The following are additional highlights from the Index:
Most Common Repair Services / Fixes
- Four out of five of the most common automotive repairs are related to age, vehicle longevity and durability –
1) Replace oxygen (O2) sensor (9.34%), 3) replace catalytic converter (6.40%), 4) replace mass air flow sensor (4.36%) and 5) replace spark plugs/wires (3.71%).
- From 1998-2009, a loose, missing or damaged gas cap was the no. 1 reason for "check engine" related repairs. Now ranked as the 2nd most common repair, gas cap problems cause 147 million gallons of gas to evaporate each year. If left unchecked they can result in a 0.5% decrease in gas mileage and harm the environment.
- In 2010, the no. 1 most common service repair became "replace O2 sensor" (9.34%), edging out gas cap that moved to the no. 2 spot (9.28%). It monitors the amount of unburned oxygen in the exhaust and tells a car's computer when there is either too much, or not enough fuel. A faulty O2 sensor costs less than $200 to fix, including parts and labor, but can lead to as much as a 40 percent reduction in gas mileage, or nearly $700/year in wasted fuel.
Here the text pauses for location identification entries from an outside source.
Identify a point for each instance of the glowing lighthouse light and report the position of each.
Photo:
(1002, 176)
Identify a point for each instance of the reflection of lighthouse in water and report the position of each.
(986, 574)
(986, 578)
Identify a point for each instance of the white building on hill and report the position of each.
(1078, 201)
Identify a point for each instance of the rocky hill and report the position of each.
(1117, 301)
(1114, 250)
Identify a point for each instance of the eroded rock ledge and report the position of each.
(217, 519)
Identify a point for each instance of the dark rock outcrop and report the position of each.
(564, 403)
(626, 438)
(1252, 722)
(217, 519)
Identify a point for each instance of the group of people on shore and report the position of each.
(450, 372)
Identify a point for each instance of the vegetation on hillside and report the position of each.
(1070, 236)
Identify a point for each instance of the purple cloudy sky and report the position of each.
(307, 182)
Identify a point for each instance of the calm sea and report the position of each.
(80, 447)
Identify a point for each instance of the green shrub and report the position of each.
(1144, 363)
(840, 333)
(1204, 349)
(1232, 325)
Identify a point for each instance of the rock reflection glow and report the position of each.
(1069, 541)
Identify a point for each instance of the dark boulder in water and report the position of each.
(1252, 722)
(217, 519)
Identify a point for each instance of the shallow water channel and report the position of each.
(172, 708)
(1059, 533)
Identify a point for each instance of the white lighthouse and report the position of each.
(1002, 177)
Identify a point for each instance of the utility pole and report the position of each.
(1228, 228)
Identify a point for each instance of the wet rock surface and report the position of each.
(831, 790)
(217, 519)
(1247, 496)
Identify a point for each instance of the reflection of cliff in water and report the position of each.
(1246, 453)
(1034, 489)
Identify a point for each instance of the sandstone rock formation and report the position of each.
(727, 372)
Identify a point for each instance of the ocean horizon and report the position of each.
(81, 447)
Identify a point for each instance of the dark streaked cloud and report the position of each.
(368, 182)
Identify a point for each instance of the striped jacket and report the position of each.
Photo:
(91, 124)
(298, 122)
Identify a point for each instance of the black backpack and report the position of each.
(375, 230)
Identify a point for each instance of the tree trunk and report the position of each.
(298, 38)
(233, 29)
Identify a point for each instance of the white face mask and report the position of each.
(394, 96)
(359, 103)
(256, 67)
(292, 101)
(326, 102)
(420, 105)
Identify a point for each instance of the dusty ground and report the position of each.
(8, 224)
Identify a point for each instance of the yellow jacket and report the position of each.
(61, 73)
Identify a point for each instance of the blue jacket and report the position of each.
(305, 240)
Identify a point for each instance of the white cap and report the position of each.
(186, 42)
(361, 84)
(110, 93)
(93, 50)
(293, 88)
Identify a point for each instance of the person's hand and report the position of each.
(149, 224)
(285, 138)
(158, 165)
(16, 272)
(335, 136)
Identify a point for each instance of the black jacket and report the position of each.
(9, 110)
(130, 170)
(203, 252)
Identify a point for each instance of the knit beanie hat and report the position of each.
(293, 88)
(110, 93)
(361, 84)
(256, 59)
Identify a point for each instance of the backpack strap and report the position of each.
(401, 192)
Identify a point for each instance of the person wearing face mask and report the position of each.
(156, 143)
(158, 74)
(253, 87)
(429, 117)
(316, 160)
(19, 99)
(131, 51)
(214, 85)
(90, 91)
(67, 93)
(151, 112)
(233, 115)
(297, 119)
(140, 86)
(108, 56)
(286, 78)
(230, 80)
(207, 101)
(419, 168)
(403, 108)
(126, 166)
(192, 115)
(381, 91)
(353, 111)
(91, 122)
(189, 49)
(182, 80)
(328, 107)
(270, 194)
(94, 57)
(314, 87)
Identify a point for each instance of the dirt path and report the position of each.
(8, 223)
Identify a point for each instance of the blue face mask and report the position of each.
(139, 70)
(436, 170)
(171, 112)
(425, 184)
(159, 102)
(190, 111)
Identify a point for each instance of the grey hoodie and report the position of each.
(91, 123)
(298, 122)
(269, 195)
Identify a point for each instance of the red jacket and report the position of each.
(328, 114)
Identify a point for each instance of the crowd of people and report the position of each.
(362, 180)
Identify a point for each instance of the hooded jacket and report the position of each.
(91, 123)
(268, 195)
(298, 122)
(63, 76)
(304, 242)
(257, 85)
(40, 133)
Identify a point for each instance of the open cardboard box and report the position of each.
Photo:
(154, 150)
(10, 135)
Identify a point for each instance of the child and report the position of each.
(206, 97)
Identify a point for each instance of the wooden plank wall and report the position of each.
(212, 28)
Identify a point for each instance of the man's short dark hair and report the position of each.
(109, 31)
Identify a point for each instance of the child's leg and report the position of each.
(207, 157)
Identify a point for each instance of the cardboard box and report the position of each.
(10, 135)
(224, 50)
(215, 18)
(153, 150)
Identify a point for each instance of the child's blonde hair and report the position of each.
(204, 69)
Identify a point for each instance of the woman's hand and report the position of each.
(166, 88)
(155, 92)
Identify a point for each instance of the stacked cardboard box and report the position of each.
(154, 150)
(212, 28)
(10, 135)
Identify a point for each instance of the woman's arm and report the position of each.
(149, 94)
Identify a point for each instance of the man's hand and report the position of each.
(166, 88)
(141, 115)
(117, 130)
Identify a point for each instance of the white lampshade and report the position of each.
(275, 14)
- The no. 3 most common repair, "replace catalytic converter," points to consumers needlessly putting off maintenance. A catalytic converter normally won't fail unless related parts, like a spark plug, are ignored too long. Replacement costs upwards of $2,000 to repair.
Repair Service Costs
- Overall repair costs are down nearly 16% from a high point in 2006, an indication that repair shop technicians are becoming more adept at using on-board diagnostics to perform more efficient repairs. In 2010, consumers paid about 1% less for total auto repair costs versus 2009, with a 4% increase in labor and a 3.6% dip in parts costs.
- Drivers in the Southwest pay about 10% more than drivers in the Northeast and 16% more than drivers in the Midwest for repairs. Southwest labor costs are higher as are the type of repairs due to dry air, build up and dust, such as clogged mass airflow sensor, which shows up more frequently and increases costs.
Most Expensive Repair Services / Fixes
- The second most expensive car repair for 2010 is "replace hybrid inverter assembly" (>$7,000) and no. 6 is "replace hybrid battery," (>$2,700). Hybrid repairs can be very pricey due to a limited number of available parts and people trained to work on them. While hybrid repairs tend to be much more expensive than fixing gas-powered cars, they do occur much less frequently. As 'green' vehicles continue to become more popular, and the technology becomes standard in the marketplace, repair costs will come down.
- The most expensive repair from 1996-2010 was "remove cylinder and inspect/replace as needed" ($8,200). While expensive, it is not a common fix, representing very few repairs in the database. Conversely, the least expensive fix, also one of the most common, is "inspect gas cap/tighten or replace as needed" (< $3.00 to fix in most cases).
Most Common Diagnostic Trouble Codes (DTCs)
- "System Too Lean" is the most common diagnostic trouble code (DTC) for 1996-2010 vehicles. A "System Too Lean" code may be triggered by a range of issues from a dirty air filter to a faulty Mass Air Flow sensor, which measures the amount of air supplied to the engine and may result in lack of power, hesitation and surges during acceleration. If not fixed, a "System Too Lean" code, can lead to a 10% to 25% reduction in miles per gallon, and expensive repairs.
The CarMD® Vehicle Health Index is independent of and neutral to any manufacturer, and based solely on downloaded information from each vehicle's government-mandated onboard diagnostic computer, combined with uploaded repair information from independent, certified automotive service excellence technicians.